In conclusion, the integration of numerical simulation with practical lost foam casting processes enables the optimization of gating designs and process parameters for medium thin-walled circular parts. The stepped gating system and clustering approach not only enhance filling efficiency but also mitigate common defects through controlled solidification. The absence of shrinkage porosity and cold shuts in both simulation and production trials demonstrates the viability of this method. Future work could explore the impact of varying coating materials or alloy compositions on the lost foam casting process, further expanding its applications in industrial manufacturing. This research provides a foundational framework for advancing lost foam casting techniques, ensuring high integrity and cost-effectiveness for complex thin-walled geometries.
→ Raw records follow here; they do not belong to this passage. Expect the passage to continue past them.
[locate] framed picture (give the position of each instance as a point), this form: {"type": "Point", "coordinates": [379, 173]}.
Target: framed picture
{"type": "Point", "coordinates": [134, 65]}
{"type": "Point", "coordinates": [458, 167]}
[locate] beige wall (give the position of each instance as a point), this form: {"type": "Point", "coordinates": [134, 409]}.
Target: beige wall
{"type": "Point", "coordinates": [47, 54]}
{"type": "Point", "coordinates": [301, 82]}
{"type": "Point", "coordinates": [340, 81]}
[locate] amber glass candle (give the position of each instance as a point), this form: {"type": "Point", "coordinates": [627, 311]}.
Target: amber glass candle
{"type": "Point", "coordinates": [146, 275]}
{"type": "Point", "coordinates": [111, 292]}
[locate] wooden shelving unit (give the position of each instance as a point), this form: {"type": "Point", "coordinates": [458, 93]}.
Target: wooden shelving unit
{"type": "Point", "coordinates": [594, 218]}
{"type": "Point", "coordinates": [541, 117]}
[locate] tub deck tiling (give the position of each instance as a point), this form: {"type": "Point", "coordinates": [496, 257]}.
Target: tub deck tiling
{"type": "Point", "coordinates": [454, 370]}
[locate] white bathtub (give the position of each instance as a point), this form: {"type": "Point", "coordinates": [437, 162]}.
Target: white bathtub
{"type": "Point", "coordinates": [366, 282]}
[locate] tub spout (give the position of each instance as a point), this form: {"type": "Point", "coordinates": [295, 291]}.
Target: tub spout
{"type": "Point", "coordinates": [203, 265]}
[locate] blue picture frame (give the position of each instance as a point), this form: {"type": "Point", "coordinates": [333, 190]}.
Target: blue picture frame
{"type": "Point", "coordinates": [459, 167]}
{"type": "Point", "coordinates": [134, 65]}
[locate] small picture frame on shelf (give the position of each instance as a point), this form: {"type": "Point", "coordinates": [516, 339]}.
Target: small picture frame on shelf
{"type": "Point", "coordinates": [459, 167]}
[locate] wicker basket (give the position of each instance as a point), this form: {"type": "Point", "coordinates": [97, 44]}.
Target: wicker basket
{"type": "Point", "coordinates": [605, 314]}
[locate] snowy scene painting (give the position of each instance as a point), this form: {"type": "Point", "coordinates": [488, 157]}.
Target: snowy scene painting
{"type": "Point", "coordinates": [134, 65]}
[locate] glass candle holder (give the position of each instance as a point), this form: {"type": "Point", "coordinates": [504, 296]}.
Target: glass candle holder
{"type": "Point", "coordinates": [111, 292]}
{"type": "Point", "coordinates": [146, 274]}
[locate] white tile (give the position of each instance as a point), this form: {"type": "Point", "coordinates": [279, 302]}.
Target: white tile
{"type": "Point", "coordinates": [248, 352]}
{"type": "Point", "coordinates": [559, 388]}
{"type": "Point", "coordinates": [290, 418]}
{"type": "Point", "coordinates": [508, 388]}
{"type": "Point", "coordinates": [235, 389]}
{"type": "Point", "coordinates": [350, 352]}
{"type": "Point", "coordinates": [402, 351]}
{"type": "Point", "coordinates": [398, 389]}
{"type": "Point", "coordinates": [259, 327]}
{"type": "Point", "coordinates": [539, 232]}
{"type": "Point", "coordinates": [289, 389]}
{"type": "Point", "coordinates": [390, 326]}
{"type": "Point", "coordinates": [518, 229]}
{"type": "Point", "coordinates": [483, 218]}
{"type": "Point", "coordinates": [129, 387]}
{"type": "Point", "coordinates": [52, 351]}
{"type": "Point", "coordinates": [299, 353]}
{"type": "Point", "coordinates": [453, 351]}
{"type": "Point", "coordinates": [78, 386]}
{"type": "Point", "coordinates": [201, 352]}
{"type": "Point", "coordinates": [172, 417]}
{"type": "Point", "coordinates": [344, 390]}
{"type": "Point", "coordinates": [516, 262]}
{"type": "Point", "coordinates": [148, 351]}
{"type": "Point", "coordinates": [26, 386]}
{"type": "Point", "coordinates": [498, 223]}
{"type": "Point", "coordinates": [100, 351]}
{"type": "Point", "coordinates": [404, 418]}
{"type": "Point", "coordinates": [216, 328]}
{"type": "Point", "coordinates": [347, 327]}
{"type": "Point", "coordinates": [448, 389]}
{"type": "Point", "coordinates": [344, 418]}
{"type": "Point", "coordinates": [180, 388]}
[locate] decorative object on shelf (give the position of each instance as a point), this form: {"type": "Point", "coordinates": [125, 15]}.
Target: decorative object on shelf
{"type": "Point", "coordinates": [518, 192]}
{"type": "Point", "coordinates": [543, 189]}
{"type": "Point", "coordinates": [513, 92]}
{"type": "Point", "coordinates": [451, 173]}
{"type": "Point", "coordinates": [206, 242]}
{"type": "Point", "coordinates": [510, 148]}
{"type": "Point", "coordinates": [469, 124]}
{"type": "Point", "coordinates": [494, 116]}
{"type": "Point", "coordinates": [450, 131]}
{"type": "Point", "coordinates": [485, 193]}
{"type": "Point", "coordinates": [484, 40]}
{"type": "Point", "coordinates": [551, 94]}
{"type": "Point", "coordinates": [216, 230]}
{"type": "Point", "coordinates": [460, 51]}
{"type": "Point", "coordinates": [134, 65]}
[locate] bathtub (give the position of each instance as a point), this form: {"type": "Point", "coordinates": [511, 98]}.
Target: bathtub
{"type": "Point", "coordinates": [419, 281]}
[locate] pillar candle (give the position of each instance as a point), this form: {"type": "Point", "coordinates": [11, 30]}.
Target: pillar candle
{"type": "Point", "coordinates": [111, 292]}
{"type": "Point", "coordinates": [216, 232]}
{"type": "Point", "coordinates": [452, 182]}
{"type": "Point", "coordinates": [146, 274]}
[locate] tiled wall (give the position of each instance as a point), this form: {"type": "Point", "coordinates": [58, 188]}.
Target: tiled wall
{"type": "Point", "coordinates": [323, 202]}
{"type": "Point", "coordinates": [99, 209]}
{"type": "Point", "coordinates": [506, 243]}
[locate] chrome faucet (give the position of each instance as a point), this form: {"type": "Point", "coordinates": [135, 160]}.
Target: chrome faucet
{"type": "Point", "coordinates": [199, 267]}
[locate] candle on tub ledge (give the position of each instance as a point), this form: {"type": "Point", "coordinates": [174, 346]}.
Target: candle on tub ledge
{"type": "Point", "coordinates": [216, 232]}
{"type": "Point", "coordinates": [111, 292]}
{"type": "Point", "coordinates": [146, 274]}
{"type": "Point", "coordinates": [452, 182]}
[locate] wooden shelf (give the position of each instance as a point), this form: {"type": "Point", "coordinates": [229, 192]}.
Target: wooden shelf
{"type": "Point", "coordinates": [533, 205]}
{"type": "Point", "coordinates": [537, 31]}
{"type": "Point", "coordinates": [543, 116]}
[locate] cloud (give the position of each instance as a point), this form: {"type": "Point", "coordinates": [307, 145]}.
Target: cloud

The lost foam casting process, with its inherent advantages of reduced environmental impact and simplified production, proves highly suitable for such applications. By repeatedly applying lost foam casting principles, manufacturers can achieve consistent results, as evidenced by the minimal defects and high dimensional accuracy in this study. The use of advanced simulation tools like ProCAST allows for precise control, making lost foam casting a preferred choice for challenging components. As industries continue to demand lighter and stronger parts, the adoption of lost foam casting will likely grow, driven by its ability to meet stringent quality standards while maintaining efficiency.